「唐津市陸上競技場」の看板を塗り替えた唐津工高駅伝部の生徒たち。写真後方の正面入り口に掲げた=唐津市和多田の同競技場

 唐津市和多田の唐津市陸上競技場の正面入り口にあった古びた看板が27日、ピカピカになって戻ってきた。練習や大会で使用している唐津工高駅伝部の選手たちが同競技場のリニューアルに合わせ、塗り替えを申し出た。

 同競技場は400メートルトラックの舗装など大規模改修工事に昨年8月から入り、2月1日から利用が再開される。
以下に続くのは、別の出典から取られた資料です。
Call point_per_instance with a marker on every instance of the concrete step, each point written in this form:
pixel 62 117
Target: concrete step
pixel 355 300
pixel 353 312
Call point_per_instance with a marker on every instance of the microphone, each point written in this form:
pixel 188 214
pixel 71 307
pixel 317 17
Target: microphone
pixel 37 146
部員と顧問の井原浩二教諭(46)で「役に立てることはないか」と考え、色がはげるなど老朽化が目立っていた看板の修復を思い立ち、市などに相談した。市によると、看板は1995年3月の改修時に掲げられ、文字は当時の野副豊市長が記したものという。

 長さ約4メートルの木製の看板で、文字は立体的な造形になっている。生徒たちは1、2年生の部員6人を中心に、3年生も加わって冬休みに作業。本体と文字を外して磨き、ひび割れなどを修復し、塗装を重ねた。27日に競技場で文字と本体をつなげ、設置した。

 2年生の中村哲汰主将は「新しい環境で練習できるのが楽しみだった。競技場とともに看板も一緒に見てくれたらうれしい」と笑顔で語った。